Published September 22, 2015
FORMER president Fidel Castro, his wife Dalia Soto del Valle and Pope Francis exchange pleasantries during a meeting at the Cuban leader’s home in Havana.—AFP
FORMER president Fidel Castro, his wife Dalia Soto del Valle and Pope Francis exchange pleasantries during a meeting at the Cuban leader’s home in Havana.—AFP

HOLGUMN (Cuba): Pope Francis praised the sacrifices of Cuba’s Catholic Church as he visited the home region of communist leaders Fidel and Raul Castro.

Tens of thousands of people braved the tropical heat to attend an open-air mass by the first Latin American pope, whose role in brokering the thaw in relations between Cuba and the United States has made him popular on the island.

“I know the efforts and the sacrifices being made by the church in Cuba to bring Christ’s word and presence to all, even in the most remote areas,” he told the packed square in the eastern city of Holguin, his second stop in an eight-day, six-city tour that will also take him to the US.

Cuba’s church has slowly gained a prominent role in social welfare programmes after years of hostilities with former leader Fidel Castro’s regime, which was officially atheist for more than three decades.

It has also taken on the part of mediator with Castro’s brother and successor Raul, who took power in 2006.

The pope met Fidel Castro, 89, at his home in Havana on Sunday, before holding a closed-door meeting with Raul, 84, at the government headquarters.

But the church struggles to recruit clergy in a country where 10 per cent of the population describes itself as Catholic. Half the island’s priests are foreigners.
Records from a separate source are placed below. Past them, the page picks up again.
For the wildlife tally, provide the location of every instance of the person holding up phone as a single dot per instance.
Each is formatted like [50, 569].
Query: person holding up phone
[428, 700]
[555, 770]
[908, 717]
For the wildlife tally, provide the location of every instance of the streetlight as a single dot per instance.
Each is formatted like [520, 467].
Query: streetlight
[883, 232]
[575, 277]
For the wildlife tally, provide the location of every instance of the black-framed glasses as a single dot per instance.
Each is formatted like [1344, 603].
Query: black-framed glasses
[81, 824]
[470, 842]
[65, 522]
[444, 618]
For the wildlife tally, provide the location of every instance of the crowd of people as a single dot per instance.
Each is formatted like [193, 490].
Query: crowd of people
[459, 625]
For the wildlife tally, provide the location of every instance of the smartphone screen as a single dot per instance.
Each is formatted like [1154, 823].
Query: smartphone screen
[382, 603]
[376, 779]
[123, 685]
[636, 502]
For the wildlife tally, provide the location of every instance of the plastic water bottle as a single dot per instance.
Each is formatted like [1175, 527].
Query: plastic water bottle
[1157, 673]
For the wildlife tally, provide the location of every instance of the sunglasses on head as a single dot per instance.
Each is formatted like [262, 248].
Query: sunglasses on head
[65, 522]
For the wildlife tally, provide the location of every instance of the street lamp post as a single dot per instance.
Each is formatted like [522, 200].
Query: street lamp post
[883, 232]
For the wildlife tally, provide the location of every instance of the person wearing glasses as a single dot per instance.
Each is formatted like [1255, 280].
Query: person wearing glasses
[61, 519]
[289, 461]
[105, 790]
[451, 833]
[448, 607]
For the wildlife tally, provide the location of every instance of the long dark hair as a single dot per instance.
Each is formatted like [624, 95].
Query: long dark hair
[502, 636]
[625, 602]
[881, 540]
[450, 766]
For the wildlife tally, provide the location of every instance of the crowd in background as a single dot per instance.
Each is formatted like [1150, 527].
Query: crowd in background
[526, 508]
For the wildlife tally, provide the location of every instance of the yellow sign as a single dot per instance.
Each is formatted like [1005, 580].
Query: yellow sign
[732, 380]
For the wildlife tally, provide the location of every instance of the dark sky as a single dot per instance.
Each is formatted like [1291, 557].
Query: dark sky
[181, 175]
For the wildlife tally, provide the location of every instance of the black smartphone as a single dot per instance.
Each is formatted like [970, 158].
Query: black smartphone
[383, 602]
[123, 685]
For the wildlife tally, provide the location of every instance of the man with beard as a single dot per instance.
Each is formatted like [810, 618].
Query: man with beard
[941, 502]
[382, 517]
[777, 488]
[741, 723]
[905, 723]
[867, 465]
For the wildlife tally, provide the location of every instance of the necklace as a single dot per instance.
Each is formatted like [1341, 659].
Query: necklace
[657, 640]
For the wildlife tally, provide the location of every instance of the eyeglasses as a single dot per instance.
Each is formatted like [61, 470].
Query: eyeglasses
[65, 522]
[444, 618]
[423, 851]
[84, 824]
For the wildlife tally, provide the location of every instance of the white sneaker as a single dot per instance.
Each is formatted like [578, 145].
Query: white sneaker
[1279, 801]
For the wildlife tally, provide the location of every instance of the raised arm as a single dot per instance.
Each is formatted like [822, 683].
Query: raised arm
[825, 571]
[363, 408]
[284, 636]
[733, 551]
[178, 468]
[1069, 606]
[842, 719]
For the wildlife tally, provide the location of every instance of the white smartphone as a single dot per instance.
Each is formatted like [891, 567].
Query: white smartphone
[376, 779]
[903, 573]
It also relies heavily on donations from abroad.

Among the people gathered in Holguin, hundreds had made a seven-hour trek by bus from the eastern province of Guantanamo, the site of the US naval base and detention centre that is one of the most delicate issues in ongoing negotiations between Cuba and the US.

Cuba has long called for the return of the base, which the US rents for $4,085 a month under a permanent lease granted in a 1903 treaty.
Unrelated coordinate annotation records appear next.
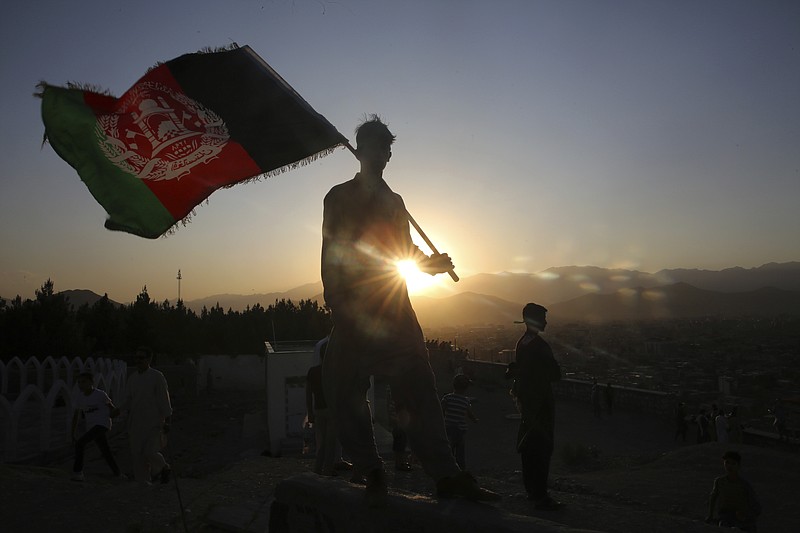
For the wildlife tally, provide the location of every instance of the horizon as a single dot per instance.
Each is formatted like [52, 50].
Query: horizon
[424, 291]
[638, 135]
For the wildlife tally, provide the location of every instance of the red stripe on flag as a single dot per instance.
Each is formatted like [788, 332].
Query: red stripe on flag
[181, 150]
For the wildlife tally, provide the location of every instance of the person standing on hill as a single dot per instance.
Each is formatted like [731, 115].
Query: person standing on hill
[328, 450]
[457, 408]
[149, 410]
[365, 233]
[732, 498]
[97, 410]
[534, 372]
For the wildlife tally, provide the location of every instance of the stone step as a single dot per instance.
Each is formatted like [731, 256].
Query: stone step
[310, 503]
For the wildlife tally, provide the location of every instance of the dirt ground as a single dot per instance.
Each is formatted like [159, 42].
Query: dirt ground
[621, 473]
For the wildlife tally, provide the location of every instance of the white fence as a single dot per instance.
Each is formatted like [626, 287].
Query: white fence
[37, 397]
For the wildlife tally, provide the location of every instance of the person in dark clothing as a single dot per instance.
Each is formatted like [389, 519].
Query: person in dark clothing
[732, 498]
[365, 233]
[535, 370]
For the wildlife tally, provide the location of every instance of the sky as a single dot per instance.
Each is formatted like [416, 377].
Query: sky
[639, 134]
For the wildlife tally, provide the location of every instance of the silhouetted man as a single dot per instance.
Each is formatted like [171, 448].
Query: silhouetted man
[364, 234]
[146, 400]
[535, 370]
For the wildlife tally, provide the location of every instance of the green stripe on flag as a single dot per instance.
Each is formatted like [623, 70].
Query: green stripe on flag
[70, 128]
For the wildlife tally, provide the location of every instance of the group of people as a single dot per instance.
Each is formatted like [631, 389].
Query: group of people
[716, 426]
[600, 395]
[147, 404]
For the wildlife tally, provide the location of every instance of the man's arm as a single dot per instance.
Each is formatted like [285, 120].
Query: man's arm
[335, 252]
[309, 398]
[74, 423]
[712, 501]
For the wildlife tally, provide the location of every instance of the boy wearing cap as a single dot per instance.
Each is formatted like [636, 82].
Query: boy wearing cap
[535, 370]
[733, 498]
[457, 407]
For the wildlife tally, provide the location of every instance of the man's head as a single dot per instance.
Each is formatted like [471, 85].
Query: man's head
[86, 382]
[533, 316]
[373, 144]
[143, 357]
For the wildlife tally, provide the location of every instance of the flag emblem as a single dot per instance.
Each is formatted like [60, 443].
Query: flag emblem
[159, 134]
[186, 128]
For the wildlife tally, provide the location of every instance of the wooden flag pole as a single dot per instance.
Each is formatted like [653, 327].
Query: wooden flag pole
[451, 272]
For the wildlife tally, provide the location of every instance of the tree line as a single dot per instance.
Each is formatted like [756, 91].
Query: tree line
[49, 325]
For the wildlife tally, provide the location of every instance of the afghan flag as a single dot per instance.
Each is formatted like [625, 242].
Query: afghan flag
[188, 127]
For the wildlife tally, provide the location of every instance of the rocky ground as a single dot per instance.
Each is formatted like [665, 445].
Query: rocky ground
[621, 473]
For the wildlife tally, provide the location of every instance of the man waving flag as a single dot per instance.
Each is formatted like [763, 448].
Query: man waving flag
[186, 128]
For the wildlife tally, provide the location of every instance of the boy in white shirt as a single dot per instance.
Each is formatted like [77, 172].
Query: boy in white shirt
[97, 409]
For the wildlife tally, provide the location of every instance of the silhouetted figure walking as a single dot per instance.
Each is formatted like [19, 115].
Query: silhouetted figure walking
[535, 370]
[365, 232]
[149, 410]
[733, 502]
[96, 409]
[681, 424]
[779, 414]
[609, 394]
[595, 397]
[457, 408]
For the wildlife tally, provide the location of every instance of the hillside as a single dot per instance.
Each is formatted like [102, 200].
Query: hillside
[638, 478]
[571, 293]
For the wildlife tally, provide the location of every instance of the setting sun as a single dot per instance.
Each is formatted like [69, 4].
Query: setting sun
[416, 280]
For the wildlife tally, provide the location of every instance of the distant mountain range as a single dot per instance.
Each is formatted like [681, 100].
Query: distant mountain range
[574, 293]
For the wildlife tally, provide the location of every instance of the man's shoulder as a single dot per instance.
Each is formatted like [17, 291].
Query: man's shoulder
[342, 188]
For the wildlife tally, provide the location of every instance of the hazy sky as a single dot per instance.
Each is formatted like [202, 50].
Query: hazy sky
[643, 134]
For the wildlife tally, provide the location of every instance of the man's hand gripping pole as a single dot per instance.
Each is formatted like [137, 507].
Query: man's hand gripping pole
[451, 272]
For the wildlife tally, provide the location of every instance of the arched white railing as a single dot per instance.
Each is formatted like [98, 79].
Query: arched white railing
[37, 399]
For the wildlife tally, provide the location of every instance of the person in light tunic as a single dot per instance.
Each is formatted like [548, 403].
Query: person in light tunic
[149, 410]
“We want to ask the pope for peace, tranquillity, unity around the world and to help us get back the base,” 54-year-old builder Noel Perez from the town of Caimanera near the base said.

“Francis is the third pope to visit us in Cuba, but the first Latin American, and he can help us get back the base,” Norales Mendoza, 45, from Arroyo Hondo de Paraguay in Guantanamo province said.

After his seven-hour stop in Holguin, he takes off for Santiago, the country’s second city — dubbed “the heroic city” by the communist regime because Fidel Castro declared there on Jan 1, 1959, that his revolution had toppled dictator Fulgencio Batista.

The pope will leave Santiago on Tuesday for the US, where his itinerary includes stops at the White House, the Congress and the United Nations General Assembly.